In this study, we have demonstrated favorable outcomes with the use of CT-based ICBT in a large cohort of patients with limited disease in an LMIC setting. Acceptable D2cc doses for all OARs were achieved along with limited late morbidity. CT-based plans enable adequate delineation of all OARs while allowing 3-D assessment of dose distribution and its relation to the tumor, parametria, and pelvic sidewalls, while also enabling dose optimization. A structured approach can, hence, be implemented wherein dose prescription and resource utilization can be optimized based upon the volume of disease and OAR doses at BT, and allocating the restricted available facilities to those requiring dose optimization using MRI-based IGABT.

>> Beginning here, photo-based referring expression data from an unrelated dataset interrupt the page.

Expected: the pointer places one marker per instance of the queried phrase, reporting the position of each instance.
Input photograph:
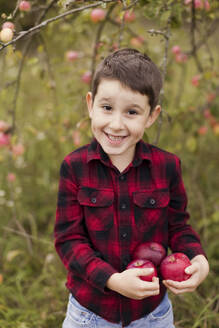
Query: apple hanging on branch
(6, 35)
(24, 6)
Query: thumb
(144, 271)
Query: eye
(107, 107)
(132, 112)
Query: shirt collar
(96, 152)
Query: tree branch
(50, 20)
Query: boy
(116, 193)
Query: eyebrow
(130, 105)
(105, 99)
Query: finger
(144, 271)
(181, 285)
(180, 291)
(192, 268)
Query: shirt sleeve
(182, 237)
(71, 238)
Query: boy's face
(119, 117)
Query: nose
(116, 122)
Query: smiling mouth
(116, 139)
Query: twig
(166, 35)
(24, 234)
(193, 28)
(98, 36)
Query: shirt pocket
(97, 207)
(150, 208)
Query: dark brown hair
(133, 69)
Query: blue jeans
(78, 316)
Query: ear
(89, 103)
(153, 116)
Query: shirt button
(125, 263)
(123, 206)
(152, 201)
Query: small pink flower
(11, 177)
(203, 130)
(18, 149)
(4, 139)
(198, 4)
(71, 55)
(129, 16)
(181, 58)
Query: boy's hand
(198, 270)
(129, 284)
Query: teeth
(114, 138)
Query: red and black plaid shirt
(102, 215)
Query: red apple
(173, 267)
(71, 55)
(24, 6)
(195, 80)
(97, 15)
(139, 263)
(4, 139)
(207, 5)
(150, 251)
(129, 16)
(203, 130)
(6, 35)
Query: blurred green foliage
(42, 99)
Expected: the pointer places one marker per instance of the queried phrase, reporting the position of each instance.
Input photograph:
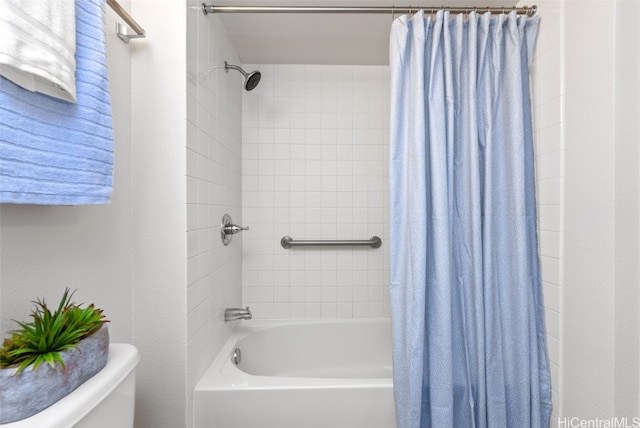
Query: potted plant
(49, 357)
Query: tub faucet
(232, 314)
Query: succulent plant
(42, 339)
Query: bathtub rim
(223, 375)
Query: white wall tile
(316, 168)
(214, 183)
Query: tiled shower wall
(213, 189)
(315, 166)
(548, 103)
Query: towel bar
(288, 242)
(121, 30)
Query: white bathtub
(302, 374)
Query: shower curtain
(469, 336)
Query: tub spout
(232, 314)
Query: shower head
(251, 80)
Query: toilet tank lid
(68, 411)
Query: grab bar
(288, 242)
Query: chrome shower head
(251, 80)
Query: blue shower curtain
(469, 335)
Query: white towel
(38, 44)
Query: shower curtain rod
(206, 9)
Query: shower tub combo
(303, 374)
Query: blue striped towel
(54, 152)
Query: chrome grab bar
(288, 242)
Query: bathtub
(302, 374)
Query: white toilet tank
(107, 400)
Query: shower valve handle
(232, 229)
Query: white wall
(44, 249)
(158, 144)
(214, 181)
(547, 74)
(315, 166)
(588, 161)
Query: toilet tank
(106, 400)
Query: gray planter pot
(27, 393)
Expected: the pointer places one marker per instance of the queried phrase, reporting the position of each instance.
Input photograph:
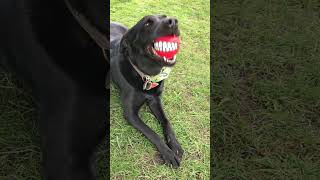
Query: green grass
(186, 97)
(266, 101)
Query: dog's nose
(172, 22)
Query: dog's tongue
(167, 46)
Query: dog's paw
(170, 157)
(176, 148)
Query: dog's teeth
(170, 46)
(165, 46)
(156, 46)
(160, 46)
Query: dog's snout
(172, 22)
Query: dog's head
(154, 40)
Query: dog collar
(152, 81)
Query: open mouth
(166, 47)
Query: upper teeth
(165, 46)
(170, 61)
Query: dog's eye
(148, 23)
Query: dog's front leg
(156, 108)
(132, 103)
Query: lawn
(266, 89)
(186, 98)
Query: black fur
(132, 44)
(42, 42)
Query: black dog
(56, 47)
(133, 58)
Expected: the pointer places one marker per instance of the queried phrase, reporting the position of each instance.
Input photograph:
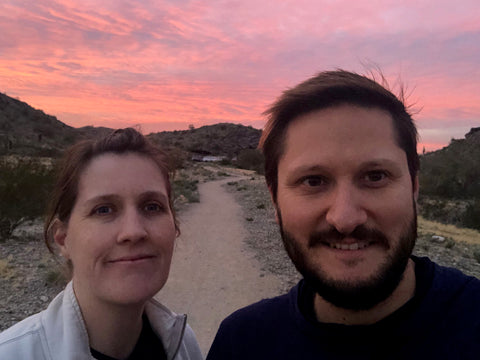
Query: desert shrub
(186, 187)
(471, 218)
(251, 159)
(24, 190)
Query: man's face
(346, 204)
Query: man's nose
(132, 227)
(346, 210)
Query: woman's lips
(131, 258)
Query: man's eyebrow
(323, 168)
(379, 163)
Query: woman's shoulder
(26, 335)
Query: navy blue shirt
(441, 321)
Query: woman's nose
(132, 227)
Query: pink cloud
(170, 62)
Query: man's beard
(361, 295)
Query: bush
(471, 219)
(24, 190)
(187, 188)
(251, 159)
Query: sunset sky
(167, 64)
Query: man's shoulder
(451, 280)
(263, 309)
(272, 311)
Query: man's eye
(314, 181)
(375, 176)
(153, 207)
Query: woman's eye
(103, 210)
(314, 181)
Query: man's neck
(328, 313)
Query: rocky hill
(454, 171)
(222, 139)
(28, 131)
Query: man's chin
(358, 294)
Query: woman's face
(121, 231)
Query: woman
(112, 220)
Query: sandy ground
(213, 273)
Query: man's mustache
(360, 233)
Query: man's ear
(272, 197)
(59, 230)
(416, 188)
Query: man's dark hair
(329, 89)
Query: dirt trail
(213, 273)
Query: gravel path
(264, 237)
(226, 252)
(213, 272)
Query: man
(342, 169)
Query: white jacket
(59, 333)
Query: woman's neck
(112, 329)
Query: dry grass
(469, 236)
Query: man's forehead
(342, 133)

Our results are in line with previously published studies including those from our institute in support of the safety and efficacy of delivering a dose of 9 Gy HDR with good local control, survival rates, and manageable toxicity while improving compliance with overall treatment time.[22,30] This fractionation schedule has also been recommended by the ABS as a feasible option in resource-poor countries.[31]

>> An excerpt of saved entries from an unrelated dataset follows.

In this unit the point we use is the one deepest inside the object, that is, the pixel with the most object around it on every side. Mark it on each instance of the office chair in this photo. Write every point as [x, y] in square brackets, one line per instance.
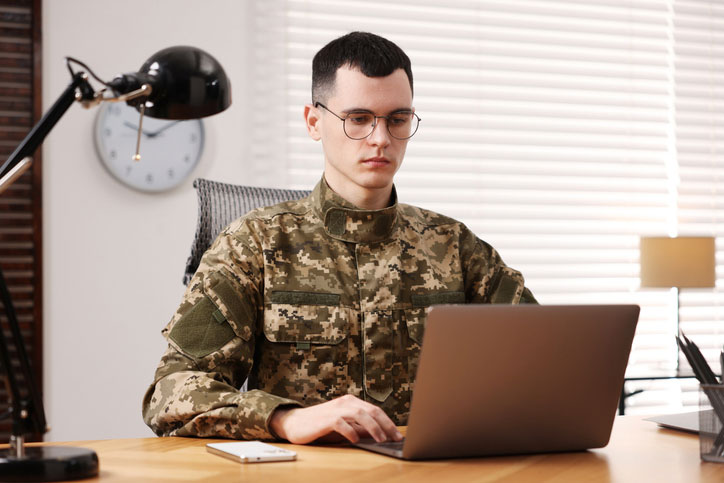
[222, 203]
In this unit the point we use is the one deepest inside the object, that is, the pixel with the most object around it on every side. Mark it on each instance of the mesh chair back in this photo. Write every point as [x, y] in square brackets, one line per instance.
[222, 203]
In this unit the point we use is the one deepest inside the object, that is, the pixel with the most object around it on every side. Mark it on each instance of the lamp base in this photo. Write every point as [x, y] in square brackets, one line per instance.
[48, 463]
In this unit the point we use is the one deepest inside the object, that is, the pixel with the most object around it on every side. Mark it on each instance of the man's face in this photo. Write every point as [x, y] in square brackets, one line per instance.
[365, 168]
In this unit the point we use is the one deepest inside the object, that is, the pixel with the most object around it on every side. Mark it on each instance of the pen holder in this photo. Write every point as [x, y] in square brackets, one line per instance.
[711, 429]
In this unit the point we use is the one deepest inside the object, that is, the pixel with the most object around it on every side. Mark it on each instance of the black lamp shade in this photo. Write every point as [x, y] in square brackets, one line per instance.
[187, 83]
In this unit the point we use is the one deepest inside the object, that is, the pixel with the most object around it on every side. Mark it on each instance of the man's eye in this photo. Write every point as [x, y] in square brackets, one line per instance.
[400, 119]
[359, 119]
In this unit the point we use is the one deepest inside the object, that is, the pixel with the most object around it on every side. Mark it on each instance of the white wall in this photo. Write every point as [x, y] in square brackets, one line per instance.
[114, 258]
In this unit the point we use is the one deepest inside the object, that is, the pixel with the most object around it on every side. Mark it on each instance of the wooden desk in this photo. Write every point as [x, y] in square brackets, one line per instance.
[639, 451]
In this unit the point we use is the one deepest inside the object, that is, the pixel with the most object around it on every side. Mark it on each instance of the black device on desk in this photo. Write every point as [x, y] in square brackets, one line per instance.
[512, 379]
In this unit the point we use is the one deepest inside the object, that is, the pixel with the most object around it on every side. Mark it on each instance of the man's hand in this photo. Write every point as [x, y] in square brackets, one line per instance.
[347, 415]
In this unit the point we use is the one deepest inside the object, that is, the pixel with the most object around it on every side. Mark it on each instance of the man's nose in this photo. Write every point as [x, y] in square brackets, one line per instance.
[380, 135]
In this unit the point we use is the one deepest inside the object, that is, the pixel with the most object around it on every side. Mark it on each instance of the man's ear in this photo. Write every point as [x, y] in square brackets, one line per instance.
[311, 117]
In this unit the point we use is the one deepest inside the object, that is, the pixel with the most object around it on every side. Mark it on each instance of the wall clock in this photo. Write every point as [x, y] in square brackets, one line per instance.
[170, 150]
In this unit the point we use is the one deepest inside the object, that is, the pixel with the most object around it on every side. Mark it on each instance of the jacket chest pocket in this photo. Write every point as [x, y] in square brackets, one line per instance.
[303, 351]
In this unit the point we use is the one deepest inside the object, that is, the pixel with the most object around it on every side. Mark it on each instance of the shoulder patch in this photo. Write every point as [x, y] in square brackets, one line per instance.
[418, 217]
[202, 330]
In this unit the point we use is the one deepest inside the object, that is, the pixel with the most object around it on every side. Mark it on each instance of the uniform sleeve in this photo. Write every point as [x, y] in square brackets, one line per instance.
[488, 280]
[211, 350]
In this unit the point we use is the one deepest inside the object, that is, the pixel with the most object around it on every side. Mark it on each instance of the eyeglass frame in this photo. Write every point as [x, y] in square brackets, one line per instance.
[374, 124]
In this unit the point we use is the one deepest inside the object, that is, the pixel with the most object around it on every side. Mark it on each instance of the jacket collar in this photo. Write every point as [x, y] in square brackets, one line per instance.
[344, 221]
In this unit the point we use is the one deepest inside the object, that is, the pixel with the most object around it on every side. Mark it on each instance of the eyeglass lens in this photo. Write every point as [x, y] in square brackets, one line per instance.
[400, 125]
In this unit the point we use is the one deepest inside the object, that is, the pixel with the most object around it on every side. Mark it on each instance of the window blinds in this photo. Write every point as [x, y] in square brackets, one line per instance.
[558, 131]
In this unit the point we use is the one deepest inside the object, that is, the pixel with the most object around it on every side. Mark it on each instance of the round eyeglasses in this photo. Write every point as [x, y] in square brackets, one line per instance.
[359, 125]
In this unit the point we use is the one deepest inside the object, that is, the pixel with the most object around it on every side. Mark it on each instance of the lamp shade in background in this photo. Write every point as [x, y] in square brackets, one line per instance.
[186, 82]
[678, 262]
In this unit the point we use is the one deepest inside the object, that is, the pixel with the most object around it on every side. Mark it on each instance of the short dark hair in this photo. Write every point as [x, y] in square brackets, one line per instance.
[373, 55]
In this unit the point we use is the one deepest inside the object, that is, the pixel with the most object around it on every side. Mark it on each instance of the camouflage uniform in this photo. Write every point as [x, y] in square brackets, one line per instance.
[311, 300]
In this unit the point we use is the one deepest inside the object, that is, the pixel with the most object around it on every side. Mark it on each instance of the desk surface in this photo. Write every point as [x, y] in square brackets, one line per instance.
[638, 451]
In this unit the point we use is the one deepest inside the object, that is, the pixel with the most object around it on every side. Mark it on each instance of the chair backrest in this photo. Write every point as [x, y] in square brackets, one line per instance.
[222, 203]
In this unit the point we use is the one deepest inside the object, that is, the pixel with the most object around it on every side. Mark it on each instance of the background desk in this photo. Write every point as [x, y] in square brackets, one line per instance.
[638, 451]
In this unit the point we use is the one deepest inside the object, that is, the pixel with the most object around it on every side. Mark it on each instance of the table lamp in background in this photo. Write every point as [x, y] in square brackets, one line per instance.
[678, 262]
[175, 83]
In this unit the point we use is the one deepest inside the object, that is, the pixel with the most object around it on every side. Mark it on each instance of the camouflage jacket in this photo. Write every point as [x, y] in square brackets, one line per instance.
[311, 300]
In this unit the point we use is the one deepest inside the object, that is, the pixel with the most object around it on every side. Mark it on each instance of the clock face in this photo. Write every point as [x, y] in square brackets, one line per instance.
[169, 149]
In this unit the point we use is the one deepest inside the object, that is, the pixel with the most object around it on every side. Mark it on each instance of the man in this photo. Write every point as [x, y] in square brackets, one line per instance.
[321, 302]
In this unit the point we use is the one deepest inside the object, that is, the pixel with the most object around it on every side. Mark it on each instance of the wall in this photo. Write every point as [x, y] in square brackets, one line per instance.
[114, 258]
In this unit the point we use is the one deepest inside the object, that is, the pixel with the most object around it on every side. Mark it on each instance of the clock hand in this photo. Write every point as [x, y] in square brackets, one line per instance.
[135, 128]
[156, 133]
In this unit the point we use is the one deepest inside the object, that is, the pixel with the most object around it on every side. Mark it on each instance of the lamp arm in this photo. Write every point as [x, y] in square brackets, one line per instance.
[28, 414]
[37, 135]
[27, 410]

This study has limitations owing to its single-institutional and retrospective nature, which could have led to selection bias during response assessment as well as under-reporting of toxicities. Our results represent a selected subgroup of patients with LACC with well-responding limited volume residual disease that can be considered suitable for point-based ICBT, thereby sparing the limited available IGABT facilities for patients requiring dose escalation. Utilization of MRI in cases such as those with intrauterine extension could have entailed the scope of further improvement in the rates of local control. It is also pertinent to mention that the outcomes with point-based utilization for patients with advanced stages (IIB-IVA) described in this study represent only a carefully selected cohort and hence should not be considered as standard for all patients with LACC. Hence, it is important to identify through clinical trials the patient cohorts that can be treated with point-based ICBT without compromising disease control and toxicity outcomes.

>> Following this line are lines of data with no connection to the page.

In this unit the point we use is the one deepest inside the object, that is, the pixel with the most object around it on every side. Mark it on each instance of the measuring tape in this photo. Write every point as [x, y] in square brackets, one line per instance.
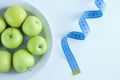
[80, 35]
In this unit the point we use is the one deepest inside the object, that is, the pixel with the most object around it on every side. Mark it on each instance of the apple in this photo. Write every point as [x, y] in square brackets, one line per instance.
[23, 60]
[37, 45]
[15, 15]
[5, 61]
[32, 26]
[11, 38]
[2, 24]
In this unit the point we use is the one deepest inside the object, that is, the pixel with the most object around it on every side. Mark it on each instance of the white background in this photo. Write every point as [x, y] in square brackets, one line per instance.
[98, 56]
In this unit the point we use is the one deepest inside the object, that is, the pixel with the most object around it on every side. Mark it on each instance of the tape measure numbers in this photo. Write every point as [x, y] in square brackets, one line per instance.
[80, 35]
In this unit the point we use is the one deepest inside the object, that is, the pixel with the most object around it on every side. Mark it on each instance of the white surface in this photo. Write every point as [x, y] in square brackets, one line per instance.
[98, 56]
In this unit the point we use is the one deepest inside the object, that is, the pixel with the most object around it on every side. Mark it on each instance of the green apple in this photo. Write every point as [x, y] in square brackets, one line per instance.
[2, 24]
[5, 61]
[23, 60]
[37, 45]
[15, 15]
[11, 38]
[32, 26]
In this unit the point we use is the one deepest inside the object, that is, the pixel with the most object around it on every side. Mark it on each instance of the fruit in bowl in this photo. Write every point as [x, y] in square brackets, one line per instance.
[14, 31]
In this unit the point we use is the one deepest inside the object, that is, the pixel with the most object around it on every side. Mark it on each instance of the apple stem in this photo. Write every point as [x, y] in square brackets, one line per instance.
[29, 69]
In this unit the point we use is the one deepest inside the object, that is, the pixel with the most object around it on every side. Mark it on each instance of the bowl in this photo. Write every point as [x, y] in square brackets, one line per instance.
[47, 33]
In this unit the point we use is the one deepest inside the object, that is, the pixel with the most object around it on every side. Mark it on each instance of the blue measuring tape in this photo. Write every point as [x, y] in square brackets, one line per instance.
[80, 35]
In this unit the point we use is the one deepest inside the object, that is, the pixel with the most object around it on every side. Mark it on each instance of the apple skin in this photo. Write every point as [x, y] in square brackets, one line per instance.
[23, 60]
[2, 24]
[11, 38]
[5, 61]
[32, 26]
[15, 15]
[37, 45]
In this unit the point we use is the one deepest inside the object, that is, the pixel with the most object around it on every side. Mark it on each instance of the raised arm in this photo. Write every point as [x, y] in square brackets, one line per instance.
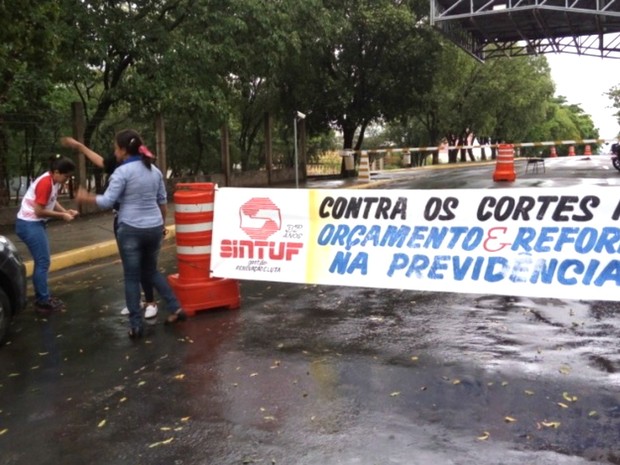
[71, 143]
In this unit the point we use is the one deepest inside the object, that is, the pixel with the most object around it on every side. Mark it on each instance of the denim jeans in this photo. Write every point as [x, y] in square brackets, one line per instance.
[34, 235]
[139, 250]
[147, 286]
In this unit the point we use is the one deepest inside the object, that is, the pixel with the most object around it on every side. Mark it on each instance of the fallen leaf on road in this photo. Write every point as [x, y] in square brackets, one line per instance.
[569, 397]
[161, 443]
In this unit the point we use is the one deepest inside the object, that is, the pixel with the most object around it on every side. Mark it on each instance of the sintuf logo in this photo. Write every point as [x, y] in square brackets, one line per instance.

Through this analysis, we were able to demonstrate the utility of point-based BT with CT planning in a large homogeneous patient cohort with long-term follow-up. CT scans were performed at each BT fraction, and individual plans were made for each session. Standard protocols were followed for planning and treatment. This study represents the real-world scenario in LMICs, which contribute to a majority of the cervical cancer burden and continue to face disparities in the availability of technology and basic radiotherapy facilities. We suggest a rational implementation of point-based BT in this era of MRI-guided adaptive BT to optimize the utilization of available resources and achieve the best possible clinical outcome.